I was thrilled to get my hands on Khaled Hosseini's newest novel last week. I loved The Kite Runner and A Thousand Splendid Suns in the way that one can love incredibly sad books. Hosseini's third novel does not disappoint. This is the kind of book that, when I at last finished and put it down, I just sat on the couch thinking about it, remembering characters and stories and how they all tied together.
This incredible novel follows many paths, characters wind in and out, sometimes barely linked but always going back to the theme of family, home, sacrifice, loss, and redemption. The novel starts with Pari and her big brother Abdullah on a journey with their father. The siblings have an unusually strong bond, and an early twist in the novel leaves the reader feeling the sting of their separation.
From there, the stories follow various characters who are somehow linked to Pari and Abdullah, and we return to Pari and Abdullah several times as well. These are characters who make both terrible and wonderful choices, who struggle and fail—or succeed, who find love or lose love, who find a place to call home or lose home, who break bonds and sometimes forge new, stronger ones.

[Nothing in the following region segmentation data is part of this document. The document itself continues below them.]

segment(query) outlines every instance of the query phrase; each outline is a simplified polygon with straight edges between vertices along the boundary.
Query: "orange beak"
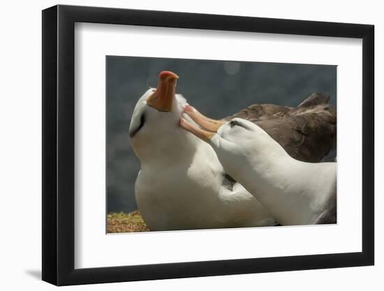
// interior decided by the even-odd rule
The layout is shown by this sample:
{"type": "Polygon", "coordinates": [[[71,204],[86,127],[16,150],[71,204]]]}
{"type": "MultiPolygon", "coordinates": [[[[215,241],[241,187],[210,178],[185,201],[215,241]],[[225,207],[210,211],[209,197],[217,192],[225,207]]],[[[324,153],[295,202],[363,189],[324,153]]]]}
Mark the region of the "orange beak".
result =
{"type": "Polygon", "coordinates": [[[185,129],[186,130],[189,131],[191,133],[193,133],[198,137],[207,142],[208,142],[211,137],[214,135],[214,133],[206,131],[201,128],[199,128],[198,127],[195,126],[182,117],[180,118],[179,126],[180,126],[182,128],[185,129]]]}
{"type": "Polygon", "coordinates": [[[190,105],[186,105],[184,107],[184,112],[202,128],[214,133],[216,133],[220,126],[226,124],[226,121],[212,119],[202,115],[195,107],[190,105]]]}
{"type": "Polygon", "coordinates": [[[179,76],[175,73],[163,70],[158,75],[158,84],[156,91],[147,98],[147,104],[158,111],[172,111],[172,103],[176,93],[176,83],[179,76]]]}
{"type": "Polygon", "coordinates": [[[184,118],[180,119],[180,122],[179,126],[191,133],[193,133],[200,139],[208,142],[209,140],[214,136],[217,130],[224,124],[225,121],[221,121],[219,120],[214,120],[210,118],[208,118],[198,110],[196,110],[192,106],[187,105],[184,107],[184,113],[187,114],[196,124],[198,124],[202,128],[199,128],[193,126],[193,124],[188,122],[184,118]]]}

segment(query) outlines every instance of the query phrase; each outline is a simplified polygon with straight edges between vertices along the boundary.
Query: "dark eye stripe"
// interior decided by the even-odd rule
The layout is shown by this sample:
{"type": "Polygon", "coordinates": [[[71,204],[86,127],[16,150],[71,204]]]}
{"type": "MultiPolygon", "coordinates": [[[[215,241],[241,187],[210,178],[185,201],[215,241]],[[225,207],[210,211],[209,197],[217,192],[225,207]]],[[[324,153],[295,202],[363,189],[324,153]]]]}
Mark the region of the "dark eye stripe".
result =
{"type": "Polygon", "coordinates": [[[144,126],[145,123],[145,114],[141,114],[141,117],[140,117],[140,124],[136,128],[135,128],[133,130],[129,133],[129,136],[132,137],[133,135],[138,133],[138,131],[139,131],[142,128],[142,126],[144,126]]]}
{"type": "Polygon", "coordinates": [[[230,122],[229,125],[232,128],[233,126],[239,125],[239,124],[237,124],[237,122],[232,120],[232,121],[230,122]]]}

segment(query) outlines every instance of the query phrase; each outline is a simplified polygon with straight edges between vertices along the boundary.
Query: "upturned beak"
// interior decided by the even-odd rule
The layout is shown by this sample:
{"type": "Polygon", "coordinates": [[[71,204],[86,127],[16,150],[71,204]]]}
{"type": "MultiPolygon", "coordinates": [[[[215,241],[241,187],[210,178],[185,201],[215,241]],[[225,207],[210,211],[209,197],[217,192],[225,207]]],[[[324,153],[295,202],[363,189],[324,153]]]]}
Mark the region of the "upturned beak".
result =
{"type": "Polygon", "coordinates": [[[209,142],[220,126],[226,123],[225,121],[208,118],[190,105],[184,107],[184,113],[187,114],[192,120],[207,130],[195,126],[182,117],[180,119],[179,126],[207,142],[209,142]]]}
{"type": "Polygon", "coordinates": [[[156,91],[147,98],[147,104],[158,111],[172,111],[172,103],[176,93],[176,83],[179,76],[175,73],[163,70],[158,75],[158,84],[156,91]]]}

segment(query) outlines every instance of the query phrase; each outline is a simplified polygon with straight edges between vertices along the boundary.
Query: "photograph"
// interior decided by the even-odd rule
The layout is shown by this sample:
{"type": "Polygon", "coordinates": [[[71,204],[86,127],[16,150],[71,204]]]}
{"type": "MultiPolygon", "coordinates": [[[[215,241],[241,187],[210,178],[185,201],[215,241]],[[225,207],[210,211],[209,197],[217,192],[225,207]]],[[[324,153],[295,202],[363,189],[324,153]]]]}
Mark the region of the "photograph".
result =
{"type": "Polygon", "coordinates": [[[337,223],[337,66],[105,66],[107,233],[337,223]]]}

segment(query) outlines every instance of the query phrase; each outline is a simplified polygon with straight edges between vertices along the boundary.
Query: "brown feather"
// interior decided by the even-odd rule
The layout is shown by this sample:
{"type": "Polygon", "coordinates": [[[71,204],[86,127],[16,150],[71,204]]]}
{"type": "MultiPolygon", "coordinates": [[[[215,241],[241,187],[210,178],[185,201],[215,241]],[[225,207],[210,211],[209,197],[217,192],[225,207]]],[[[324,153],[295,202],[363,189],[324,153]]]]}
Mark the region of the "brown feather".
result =
{"type": "Polygon", "coordinates": [[[314,93],[296,107],[253,104],[233,115],[264,129],[294,158],[320,162],[336,145],[336,107],[330,96],[314,93]]]}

Hosseini is a master storyteller, a poet, an artist of the finest degree. I could have read 800 more pages of this novel if Hosseini had written them and never tired of the stories. And yet I was completely satisfied when I finished, even though not all the endings were happy by far.
As with Hosseini's other novels, much of the narrative takes place in Kabul, but the setting isn't as critical to this novel. Still, the Afghanistan landscape and culture, its poverty and violence, play significantly into most of the stories. This novel is full of loss but it's much less tragic than the other two novels. Highly recommended.